Book recommendation for self study in Functional Analysis, Complex Analysis and Algebraic Topology

Question

I'm a first year graduate student in physics who picked up both an undergraduate degree in math and physics. However, in getting the math degree there were a few courses I either didn't take or simply didn't feel I had learned to the fullest extent. So, to remedy this I'm looking for some book recommendations on the following subjects:

1: Functional Analysis. Never took this course and am looking for two types of books: a mathematical type text that may be done at say the third or fourth year undergraduate level, and a more physics applications oriented one. For example covering Sobolev spaces.

2: Complex Analysis. I only want to look into a more mathematical text for this one, and was thinking Ahlfors but am open to suggestion.

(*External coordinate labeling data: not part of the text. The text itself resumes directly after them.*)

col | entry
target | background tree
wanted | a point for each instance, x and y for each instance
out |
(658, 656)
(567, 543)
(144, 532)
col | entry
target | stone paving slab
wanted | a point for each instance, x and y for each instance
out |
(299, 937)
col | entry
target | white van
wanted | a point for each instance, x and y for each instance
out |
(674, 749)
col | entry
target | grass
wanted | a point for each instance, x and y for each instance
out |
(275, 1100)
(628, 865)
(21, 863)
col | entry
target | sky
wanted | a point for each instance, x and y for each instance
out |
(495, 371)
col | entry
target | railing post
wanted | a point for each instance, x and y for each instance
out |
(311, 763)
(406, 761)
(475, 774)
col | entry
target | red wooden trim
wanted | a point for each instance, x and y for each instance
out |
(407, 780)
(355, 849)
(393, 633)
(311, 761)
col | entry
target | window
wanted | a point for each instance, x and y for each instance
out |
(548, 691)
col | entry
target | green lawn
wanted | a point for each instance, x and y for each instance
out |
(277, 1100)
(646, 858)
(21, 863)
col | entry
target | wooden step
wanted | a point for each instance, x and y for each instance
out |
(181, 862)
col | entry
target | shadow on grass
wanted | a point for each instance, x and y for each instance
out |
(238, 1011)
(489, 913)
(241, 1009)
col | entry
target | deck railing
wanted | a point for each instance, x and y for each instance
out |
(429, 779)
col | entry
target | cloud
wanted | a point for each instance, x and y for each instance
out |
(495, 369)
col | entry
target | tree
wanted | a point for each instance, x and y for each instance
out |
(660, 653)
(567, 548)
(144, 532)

3: Algebraic Topology. Self studied mostly from a collection of different sources and then Hatcher. Was looking for a physics oriented text to go along with this.

Thank you.

Answer 1

1: I would recommend 'Linear Functional Analysis' by Rynne and Youngson. I'm not sure about the book by Kreyszig, as it seems like it goes off on a tangent quite a lot and gets a bit crazy in places. For functional analysis with physics applications, see Barry Simon.

2: For complex analysis I'm not sure, I did study it but we had our own set of coursebooks from the university which were basically the only thing we used. Maybe the book by Ian Stewart, but I haven't read it.

3: As you have a background in physics, I recommend 'Introduction to Topological Manifolds' by John Lee before Hatcher. Maybe try Munkres if you find Hatcher not to your liking, as I believe the content is similar. For physics, the book by Nash and Sen is well-known, although I must admit I haven't actually read it.